Her gördüğüne sarkıp, her kızı ele geçirme gayretlerinden daha farklı olan bu görme aşaması, kişide büyük bir heyecan uyandırır. Birden şekillenen bu heyecanın adını ilk evrede koymak zor olsa bile, tohum gönüle yerleştikten sonra, gelişmesi için gerekli olan ihtiyaçlarının karşılanması için hep, aklı ve kalbi rahatsız etmeye devam edecektir.
Bu görme aşamasından sonra tohum gönüle yerleştiği için tıpkı bir gülün rengini alması ve büyümesi gibi güneşe olan ihtiyacı ne derecedeyse, gönüle ekilen tohumunda yeşermesi için sevilene “bakma” o derece önemli bir hale gelmeye başlar. Yani aşkın ikinci merhalesi olan “bakma” sürekli gerçekleşmeye muhtaç bir şekilde, tüm uzuvlarda yer edinmeye başlar. Nasıl güneş baktıktan sonra nebatatın ve insanlığın aşkından yeniden doğma hissi ve arzusu içerisinde yıllardır vazifesini aksatmıyorsa, sevgiliyi görmek ve güneşin doğuşunu izlemek için seven de “bakma” vazifesini yaşamak için aksatmamaya dikkat edecek.
Diğer bir merhale, bakma lezzetinden alınan doyumun insanı “tapma” durumuna getirmeye başlaması. Burada dikkat edilecek husus ubudiyyet değil, sevginin vermiş olduğu sevgili de kaybolma, yani onun gibi düşünme, onun sevdiği işleri yapma, onun dinlediklerini dinleme. Seven bu durumda kendi benliğini, belki de gurur ve karakterini ikinci plana atmıştır.

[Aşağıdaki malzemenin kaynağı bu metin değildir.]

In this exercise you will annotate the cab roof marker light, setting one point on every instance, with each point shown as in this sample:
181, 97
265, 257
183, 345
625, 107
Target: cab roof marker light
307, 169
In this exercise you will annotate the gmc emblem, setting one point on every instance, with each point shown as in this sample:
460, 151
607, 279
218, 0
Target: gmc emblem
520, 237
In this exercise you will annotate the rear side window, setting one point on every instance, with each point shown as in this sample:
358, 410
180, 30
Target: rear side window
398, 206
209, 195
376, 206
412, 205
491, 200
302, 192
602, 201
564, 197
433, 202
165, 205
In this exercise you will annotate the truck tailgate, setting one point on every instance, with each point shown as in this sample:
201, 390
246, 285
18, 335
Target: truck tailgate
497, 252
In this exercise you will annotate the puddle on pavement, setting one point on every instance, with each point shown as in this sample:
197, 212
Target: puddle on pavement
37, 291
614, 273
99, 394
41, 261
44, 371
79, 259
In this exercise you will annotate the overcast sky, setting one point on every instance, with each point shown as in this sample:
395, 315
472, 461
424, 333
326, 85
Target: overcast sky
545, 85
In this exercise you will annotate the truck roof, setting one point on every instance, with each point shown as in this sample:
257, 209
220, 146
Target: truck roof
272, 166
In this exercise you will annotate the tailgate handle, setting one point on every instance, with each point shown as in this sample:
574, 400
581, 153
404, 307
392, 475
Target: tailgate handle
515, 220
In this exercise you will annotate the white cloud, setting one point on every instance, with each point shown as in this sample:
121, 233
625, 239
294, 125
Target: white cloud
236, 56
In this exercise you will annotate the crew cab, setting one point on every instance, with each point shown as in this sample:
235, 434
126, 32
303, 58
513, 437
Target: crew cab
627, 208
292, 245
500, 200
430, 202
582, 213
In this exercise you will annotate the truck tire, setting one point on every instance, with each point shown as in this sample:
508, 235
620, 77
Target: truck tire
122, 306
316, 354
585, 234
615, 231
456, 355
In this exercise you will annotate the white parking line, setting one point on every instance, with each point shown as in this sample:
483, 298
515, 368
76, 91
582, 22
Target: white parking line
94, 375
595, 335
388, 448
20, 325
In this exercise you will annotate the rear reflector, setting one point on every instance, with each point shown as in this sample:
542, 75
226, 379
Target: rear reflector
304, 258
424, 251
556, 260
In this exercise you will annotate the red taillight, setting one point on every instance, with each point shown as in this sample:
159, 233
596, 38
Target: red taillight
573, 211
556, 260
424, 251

Aşkın bu merhaleye gelebilmesi için geçirdiği evreler görme ve bakma, kişiyi sevgilisine açılmaya itecek bir olgunluğa eriştirir. Tapma denilen bu merhalede kişi, aklını ve mantığını bir kenara bırakarak, aşk-ı ilan edecek kudreti kendisinde bulur. Evet gören ve bakabilen gözlerin bu anı ölümsüzleştirmesi için olgunlaşmış olması gerçek aşkta esastır.
Çünkü seven, tapma merhalesine gelemediyse, sevgiliye bakma cesareti gösteremez. Gayri ihtiyarı bir şekilde onunla göz teması kurmaktan çekinir ve sıkılır. Bu durum kendisini sevgiliye layık görememe, cesaretsiz olma gibi birçok nedeni engel olarak sevenin karşısına koyar. Ancak üçüncü merhaleye gelmiş gönül için ben yok olduğundan olumsuz düşüncelerin uğruna aşkı kurban etme diye bir ihtimal söz konusu olmaz.